Sealed Sender addresses relay-visible metadata. It does not address all metadata leakage vectors. The following limitations are inherent to the design and are not addressable within the Sealed Sender protocol boundary:

  • Traffic analysis. The relay observes message timing and size. An adversary who watches both endpoints simultaneously can correlate Drone A transmitting at time T with a sealed message arriving at Drone B's relay queue at T + propagation delay. Message size fingerprinting also applies: a sealed message of exactly 512 bytes from an observed transmitter to a known recipient is identifiable even without the sender field. Sealed Sender removes the explicit sender field; it does not prevent implicit identification through behavioral patterns.
  • Compromised recipients. The recipient holds the private key that decrypts the sealed inner and the Ed25519 verify key that validates the certificate. A compromised recipient can decrypt any sealed message addressed to them and recover the sender identity. Sealed Sender provides no protection once the recipient endpoint is under adversary control.
  • Group membership visibility. The relay sees all recipient device IDs for a group broadcast — the per-recipient certificate envelopes are addressed individually. The relay therefore knows which devices are members of any group that communicates through it. Sealed Sender hides who sent within the group; it does not hide group membership from the relay.
  • Timing correlation attacks. Even with Sealed Sender, a passive adversary monitoring network traffic at both the mesh ingress and egress points can correlate transmissions with delivery events. This is a traffic-analysis attack that requires a fundamentally different mitigation (mix networks, traffic shaping) and is out of scope for the Sealed Sender protocol.
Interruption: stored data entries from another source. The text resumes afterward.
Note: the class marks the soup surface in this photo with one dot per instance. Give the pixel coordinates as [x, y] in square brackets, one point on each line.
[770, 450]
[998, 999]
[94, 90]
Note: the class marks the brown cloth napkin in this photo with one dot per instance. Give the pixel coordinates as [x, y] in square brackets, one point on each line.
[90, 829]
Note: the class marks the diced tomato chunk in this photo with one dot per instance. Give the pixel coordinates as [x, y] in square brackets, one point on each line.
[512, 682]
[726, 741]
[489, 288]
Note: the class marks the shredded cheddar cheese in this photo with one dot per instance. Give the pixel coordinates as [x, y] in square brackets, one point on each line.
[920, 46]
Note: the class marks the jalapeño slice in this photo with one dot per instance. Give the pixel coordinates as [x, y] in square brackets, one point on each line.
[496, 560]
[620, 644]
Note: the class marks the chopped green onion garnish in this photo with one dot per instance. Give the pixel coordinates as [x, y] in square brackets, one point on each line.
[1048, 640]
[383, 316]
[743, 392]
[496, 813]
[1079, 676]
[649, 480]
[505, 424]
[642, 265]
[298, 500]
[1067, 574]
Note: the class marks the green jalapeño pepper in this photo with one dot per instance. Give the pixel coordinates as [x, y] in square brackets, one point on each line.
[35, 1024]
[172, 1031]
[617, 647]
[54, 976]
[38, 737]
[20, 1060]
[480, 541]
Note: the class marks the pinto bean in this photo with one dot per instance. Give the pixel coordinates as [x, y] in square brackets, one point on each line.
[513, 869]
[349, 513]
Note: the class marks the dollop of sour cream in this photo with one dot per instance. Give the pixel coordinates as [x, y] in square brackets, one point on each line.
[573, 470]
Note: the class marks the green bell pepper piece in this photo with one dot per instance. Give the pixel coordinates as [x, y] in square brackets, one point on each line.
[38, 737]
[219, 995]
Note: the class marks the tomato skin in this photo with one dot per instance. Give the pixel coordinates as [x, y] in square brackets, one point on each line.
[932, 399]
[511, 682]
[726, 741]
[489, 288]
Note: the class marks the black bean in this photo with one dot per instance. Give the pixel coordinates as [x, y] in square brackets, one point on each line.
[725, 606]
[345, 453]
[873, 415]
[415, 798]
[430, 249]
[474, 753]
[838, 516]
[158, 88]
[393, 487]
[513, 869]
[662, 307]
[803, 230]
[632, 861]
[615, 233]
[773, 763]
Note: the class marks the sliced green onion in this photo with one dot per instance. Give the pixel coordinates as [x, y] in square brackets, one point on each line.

The design is scoped deliberately. Sealed Sender provides a meaningful improvement against a relay-level adversary who has network access but not endpoint access, and who is not performing fine-grained traffic analysis. That adversary profile covers the most common relay compromise scenario — seized infrastructure, compromised relay firmware — while acknowledging the residual risks that require layered countermeasures beyond the cryptographic protocol.

Testing

The Sealed Sender test suite targets four key properties:

  • Relay opacity. Seal a message from Drone A to Drone B and route it through a test relay that captures the full envelope bytes. Assert that no field in the captured envelope equals or is derived from A's device ID or public key. The test extracts all byte sequences of length 16 and 32 from the captured envelope and checks them against known representations of A's identity.
  • Recipient authentication. Drone B decrypts the sealed envelope, verifies the certificate signature using its own Ed25519 verify key, and asserts that the recovered sender_certified_public_key matches A's known public key. The test confirms that B can recover and verify sender identity from the decrypted inner.
  • Tamper detection. Modify one byte of ephemeral_public in the envelope and attempt decryption. Assert that the result is Err(SealedSenderError::DecryptionError). Separately, modify one byte of encrypted_inner and assert the same. Both modifications should fail the GCM authentication tag before any plaintext is produced.
  • Certificate expiry. Issue a certificate with a TTL of 1 second, advance the test clock past expiry, and attempt to unseal a message carrying that certificate. Assert the result is Err(SealedSenderError::CertificateExpired) even if the GCM decryption succeeds. The expiry check must run after successful decryption to ensure the check is on the actual certificate content and not on unauthenticated data.

The relay opacity test is the most important and the most easily overlooked. It is not sufficient to verify that the sender field is absent from the envelope struct — a naive implementation could accidentally include a sender-derived value in some other field. The test scans all byte subsequences in the captured envelope to ensure no representation of the sender's identity is present, not just the named fields.